Евгений Николаев - Дневник последнего любовника России. Путешествие из Конотопа в Петербург
– Да не тебе, дядюшка, о моем отце судить.
– Это почему ж?
– А потому, что я канделябрами кидаюсь, когда разговор мне не по душе.
– Ишь ты какой! – вдруг улыбнулся мой родственный собеседник. – Что ж, это похвально, это я приветствую! Это – наша порода! Коли есть у нас еще такая молодежь, за Отечество я покоен.
Пожилая стряпуха принесла обед; дядюшка внимательно следил, как она расставляет на столе тарелки, а потом сказал:
– Вот что, Степанида… когда пойдешь вниз, вели, чтоб молодому барину постелили в спальне рядом с моим кабинетом. И еще скажи Анисье, Татьяне и Ольге, чтоб живо собирались и отправлялись во флигель. Там пусть сегодня и ночуют.
Тут дядюшка глянул на меня и добавил:
– Да еще накажи, чтоб изнутри хорошенько закрылись. А Ерофей пусть окна ставнями снаружи запрет.
– Что ж, и Ольге во флигель идтить-с?
– И ей.
– Да к чему ж такое? – развела руками стряпуха.
– Цыц! – с неожиданной горячностью воскликнул дядюшка. – Делайте, коль я говорю! Вон в дом какой герой пожаловал! – тут он кивнул на меня. – Не успеешь и глазом моргнуть, как он вас всех тут обрюхатит!
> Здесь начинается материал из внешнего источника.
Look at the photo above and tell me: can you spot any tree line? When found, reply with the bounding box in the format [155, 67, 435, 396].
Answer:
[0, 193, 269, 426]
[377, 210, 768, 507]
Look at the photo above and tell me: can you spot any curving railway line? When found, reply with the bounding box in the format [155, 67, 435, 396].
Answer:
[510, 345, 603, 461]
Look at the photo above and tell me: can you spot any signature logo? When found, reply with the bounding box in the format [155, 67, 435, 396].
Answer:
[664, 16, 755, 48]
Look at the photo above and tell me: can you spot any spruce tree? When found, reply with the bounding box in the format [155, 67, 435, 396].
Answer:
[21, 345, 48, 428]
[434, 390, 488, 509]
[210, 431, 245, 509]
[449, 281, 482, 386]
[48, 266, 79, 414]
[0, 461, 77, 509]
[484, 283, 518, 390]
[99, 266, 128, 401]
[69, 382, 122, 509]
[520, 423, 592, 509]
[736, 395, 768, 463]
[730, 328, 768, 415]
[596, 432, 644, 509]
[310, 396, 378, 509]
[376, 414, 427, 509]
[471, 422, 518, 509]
– А мне тоже во флигеле прятаться? – стряпуха уставила на меня испуганные глаза. При этом она на какую-то секунду даже оцепенела – видимо, представила весь ужас положения, в котором могла из-за меня оказаться. То есть стать мною обрюхаченной.
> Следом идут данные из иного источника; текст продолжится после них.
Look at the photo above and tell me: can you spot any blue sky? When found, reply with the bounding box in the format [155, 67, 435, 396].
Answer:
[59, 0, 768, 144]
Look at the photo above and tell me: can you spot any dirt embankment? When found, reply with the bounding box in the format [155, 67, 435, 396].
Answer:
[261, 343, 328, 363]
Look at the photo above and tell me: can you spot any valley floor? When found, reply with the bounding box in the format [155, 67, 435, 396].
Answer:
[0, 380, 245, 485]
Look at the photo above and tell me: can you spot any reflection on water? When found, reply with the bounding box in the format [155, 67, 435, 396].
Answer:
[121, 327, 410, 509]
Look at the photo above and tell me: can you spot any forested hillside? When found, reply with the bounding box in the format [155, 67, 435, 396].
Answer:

Дядюшка с некоторым удивлением оглядел ее с ног до головы, поморщился и молвил:
– Ты можешь остаться – стара уже. Надеюсь, на тебя он не позарится.
Не желая привносить сумятицу в покойный дядюшкин дом, я сказал, что переезд молодых служанок во флигель вовсе не обязателен, поскольку ночевать я здесь не намереваюсь – очень уж спешу в Петербург по казенному делу.
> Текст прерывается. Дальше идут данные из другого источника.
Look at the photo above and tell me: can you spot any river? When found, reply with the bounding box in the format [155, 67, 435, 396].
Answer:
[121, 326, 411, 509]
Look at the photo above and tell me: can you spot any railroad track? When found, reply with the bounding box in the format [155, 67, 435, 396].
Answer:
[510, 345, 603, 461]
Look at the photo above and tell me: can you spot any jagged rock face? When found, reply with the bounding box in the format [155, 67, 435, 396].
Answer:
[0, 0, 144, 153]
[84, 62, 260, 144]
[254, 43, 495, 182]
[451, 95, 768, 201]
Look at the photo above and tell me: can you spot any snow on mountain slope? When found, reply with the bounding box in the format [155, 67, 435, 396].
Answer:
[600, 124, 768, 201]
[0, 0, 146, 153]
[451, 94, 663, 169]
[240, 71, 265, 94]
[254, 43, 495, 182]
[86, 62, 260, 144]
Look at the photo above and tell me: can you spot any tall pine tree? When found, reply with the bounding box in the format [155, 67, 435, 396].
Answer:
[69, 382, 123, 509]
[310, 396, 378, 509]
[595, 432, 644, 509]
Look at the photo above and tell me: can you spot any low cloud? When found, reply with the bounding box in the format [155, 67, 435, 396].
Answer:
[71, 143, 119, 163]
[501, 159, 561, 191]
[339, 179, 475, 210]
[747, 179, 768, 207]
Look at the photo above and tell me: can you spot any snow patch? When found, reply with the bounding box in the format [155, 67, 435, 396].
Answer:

– Что, в самом деле торопишься?
– В самом деле.
– Ну, как знаешь, – дядюшка наполнил два бокала ренским. – Удерживать тебя не буду – служба есть служба.
Мы выпили по бокалу и только начали обед, как за дверями послышалось младенческое хныканье, и в кабинет вошла девка с ребенком на руках. Судя по тому, как она посмотрела на дядю и как держалась, здесь она чувствовала себя если и не полновластной хозяйкой, то уж точно и не обычной служанкой.
– Ольга, ступай! – воскликнул дядюшка, поспешно вскакивая. – Потом, потом, потом!
– Да куда ж нам во флигель?! – вопросила девка изумленно. – Что это такое вы удумали-с?
Дядюшка с неожиданным для его лет проворством метнулся к ней и со скороговоркой «потомдушечкапотомпоговорим» обхватил ее за плечи и насколько деликатно, настолько и решительно выпроводил из кабинета вон.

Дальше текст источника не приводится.